Benjamin Millepied + LADP, Be Here Now
Saburo Teshigawara, Fly Me to the Earth
at East-West/West-East, Richard Serra

Richard Serra’s desert installation in Qatar is a study in monumental presence. The journey there invites doubt—until the work reveals itself, silencing analysis and drawing one fully into its scale and silence.

What struck me was not only the vastness, but the mind that dared to meet it. The four monoliths, spaced across the horizon, feel less like interventions than extensions—artifacts of a consciousness expanded to meet the desert’s immensity. In capturing the performance around them, I felt compelled to hover both within and above the site. The scale demands distance, yet in that oscillation—between presence and perspective—I sensed a rare proximity to the artist.

Bouchra Ouizguen, Corbeaux
at Shadows Traveling on the Sea of the Day, Olafur Eliasson

Of the many installations I’ve encountered, Olafur Eliasson’s Shadows Traveling on the Sea of the Day remains among the most exhilarating to photograph. The interplay of reflection and geometry offers an endless visual odyssey—each shift in light reconfigures the landscape anew.
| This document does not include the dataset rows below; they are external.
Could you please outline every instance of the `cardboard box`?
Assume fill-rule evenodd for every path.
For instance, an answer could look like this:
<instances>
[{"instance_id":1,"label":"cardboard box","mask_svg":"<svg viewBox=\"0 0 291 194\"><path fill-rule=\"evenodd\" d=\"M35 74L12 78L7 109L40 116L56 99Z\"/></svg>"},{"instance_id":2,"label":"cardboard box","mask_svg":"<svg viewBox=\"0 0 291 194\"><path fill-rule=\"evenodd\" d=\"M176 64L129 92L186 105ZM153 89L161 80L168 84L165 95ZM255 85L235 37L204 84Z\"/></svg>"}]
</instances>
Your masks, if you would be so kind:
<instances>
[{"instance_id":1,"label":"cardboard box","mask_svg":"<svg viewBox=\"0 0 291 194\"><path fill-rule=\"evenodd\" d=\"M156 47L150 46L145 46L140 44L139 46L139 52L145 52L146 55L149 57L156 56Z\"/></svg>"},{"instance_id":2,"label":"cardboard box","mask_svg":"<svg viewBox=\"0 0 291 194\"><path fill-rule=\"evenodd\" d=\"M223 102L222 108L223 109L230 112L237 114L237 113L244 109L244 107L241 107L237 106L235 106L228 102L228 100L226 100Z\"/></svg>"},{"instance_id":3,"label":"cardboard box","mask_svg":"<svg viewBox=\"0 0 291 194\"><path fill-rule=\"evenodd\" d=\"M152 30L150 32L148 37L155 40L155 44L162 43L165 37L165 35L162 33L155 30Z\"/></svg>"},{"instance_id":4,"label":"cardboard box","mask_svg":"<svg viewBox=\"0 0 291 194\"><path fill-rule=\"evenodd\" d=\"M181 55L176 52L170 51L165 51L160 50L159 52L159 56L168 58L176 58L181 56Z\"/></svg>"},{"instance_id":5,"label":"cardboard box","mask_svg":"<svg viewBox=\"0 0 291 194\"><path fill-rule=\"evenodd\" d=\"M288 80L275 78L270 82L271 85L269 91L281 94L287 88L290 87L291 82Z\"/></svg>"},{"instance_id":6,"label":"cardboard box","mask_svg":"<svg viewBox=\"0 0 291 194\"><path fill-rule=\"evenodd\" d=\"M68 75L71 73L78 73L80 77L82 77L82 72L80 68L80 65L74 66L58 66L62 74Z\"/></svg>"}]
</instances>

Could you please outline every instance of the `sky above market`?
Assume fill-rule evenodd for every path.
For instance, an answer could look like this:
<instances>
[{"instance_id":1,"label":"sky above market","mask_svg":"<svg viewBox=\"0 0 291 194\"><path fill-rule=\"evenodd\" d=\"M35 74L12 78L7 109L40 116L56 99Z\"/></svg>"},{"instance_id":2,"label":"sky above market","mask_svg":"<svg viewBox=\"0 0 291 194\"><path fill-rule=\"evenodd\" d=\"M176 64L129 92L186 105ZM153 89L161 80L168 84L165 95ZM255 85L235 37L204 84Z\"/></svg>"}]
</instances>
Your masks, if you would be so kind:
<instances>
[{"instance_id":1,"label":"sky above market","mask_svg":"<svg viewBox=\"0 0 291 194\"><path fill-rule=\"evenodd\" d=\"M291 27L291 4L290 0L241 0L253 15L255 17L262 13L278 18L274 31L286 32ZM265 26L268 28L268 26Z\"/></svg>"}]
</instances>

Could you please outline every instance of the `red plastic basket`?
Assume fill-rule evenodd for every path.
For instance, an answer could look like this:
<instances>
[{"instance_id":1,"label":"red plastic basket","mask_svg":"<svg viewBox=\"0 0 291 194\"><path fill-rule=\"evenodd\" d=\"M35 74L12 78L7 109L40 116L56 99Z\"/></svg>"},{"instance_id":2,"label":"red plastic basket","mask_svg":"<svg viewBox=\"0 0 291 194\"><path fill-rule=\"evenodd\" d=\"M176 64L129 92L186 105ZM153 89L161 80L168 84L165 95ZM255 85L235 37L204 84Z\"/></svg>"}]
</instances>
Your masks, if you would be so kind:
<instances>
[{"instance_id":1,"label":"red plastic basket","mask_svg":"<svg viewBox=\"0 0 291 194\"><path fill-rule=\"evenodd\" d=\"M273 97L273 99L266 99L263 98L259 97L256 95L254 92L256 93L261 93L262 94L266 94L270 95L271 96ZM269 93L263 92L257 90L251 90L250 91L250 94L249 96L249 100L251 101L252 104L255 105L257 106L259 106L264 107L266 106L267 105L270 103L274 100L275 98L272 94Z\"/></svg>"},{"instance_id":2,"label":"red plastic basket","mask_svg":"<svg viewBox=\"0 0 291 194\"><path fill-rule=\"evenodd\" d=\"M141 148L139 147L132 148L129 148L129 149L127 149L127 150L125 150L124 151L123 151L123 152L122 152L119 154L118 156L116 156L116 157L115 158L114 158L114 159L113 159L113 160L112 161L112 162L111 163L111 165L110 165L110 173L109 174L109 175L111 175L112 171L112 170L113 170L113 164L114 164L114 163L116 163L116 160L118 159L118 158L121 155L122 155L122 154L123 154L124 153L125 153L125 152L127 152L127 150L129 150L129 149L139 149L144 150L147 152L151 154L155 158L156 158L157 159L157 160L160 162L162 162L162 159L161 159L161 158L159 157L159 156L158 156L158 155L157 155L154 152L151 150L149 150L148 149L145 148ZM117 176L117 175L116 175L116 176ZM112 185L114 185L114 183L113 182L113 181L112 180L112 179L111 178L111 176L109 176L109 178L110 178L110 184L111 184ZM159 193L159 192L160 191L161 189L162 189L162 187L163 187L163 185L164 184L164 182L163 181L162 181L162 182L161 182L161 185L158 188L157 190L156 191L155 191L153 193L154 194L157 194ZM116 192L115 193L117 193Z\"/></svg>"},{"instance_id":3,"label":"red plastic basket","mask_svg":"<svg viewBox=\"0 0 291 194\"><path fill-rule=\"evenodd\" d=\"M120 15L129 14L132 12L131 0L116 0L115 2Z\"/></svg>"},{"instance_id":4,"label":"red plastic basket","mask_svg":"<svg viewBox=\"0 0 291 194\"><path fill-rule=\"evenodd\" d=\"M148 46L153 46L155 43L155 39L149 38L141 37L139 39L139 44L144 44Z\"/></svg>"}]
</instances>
I returned twice, each visit over five hours, and would go again without hesitation; the work resists exhaustion.

Though we were there to capture dance unfolding within and around the installation, it was the intervals between performances that became unexpectedly intimate. Left alone with the work, I moved through it deliberately, composition by composition, driven less by documentation than by the quiet thrill of discovery.

Janie Taylor/LADP, Anthem
Mazelfreten, Bis Repetita
at The National Museum of Qatar

Among the most visually arresting museums I’ve encountered, its architecture offered multiple vantage points—each functioning as a kind of proscenium for movement. Over the course of a month, we captured several performances throughout the space. It quickly became one of my favorite locations to shoot: a site of striking shapes, reflections, framing, and ever-shifting light.

Salia Sanou/LADP, La Récréation
Jill Johnson/LADP, New Work
Museum of Islamic Art

The I. M. Pei-designed museum floats out on an artificial peninsula out into the dhow harbor, acting as close to a centerpiece as one might find in the sprawling, rich mish-mash of Doha. In typical I. M. Pei fashion, it exudes meticulousness, finesse and beauty. A number of performances were either here, or nearby on old pearling boats or amidst any number of large commissioned pieces, from the likes of Yayoi Kusama and Richard Serra. An embarrassment of riches, without the embarrassment.

Qatar resists easy comprehension. Nearly everything visible has emerged within the last fifty years—much of it in the past two decades—yet the country remains deeply invested in evoking its heritage. The result is a place that holds two temporalities at once: a landscape of modern ambition layered with gestures toward a historical vernacular.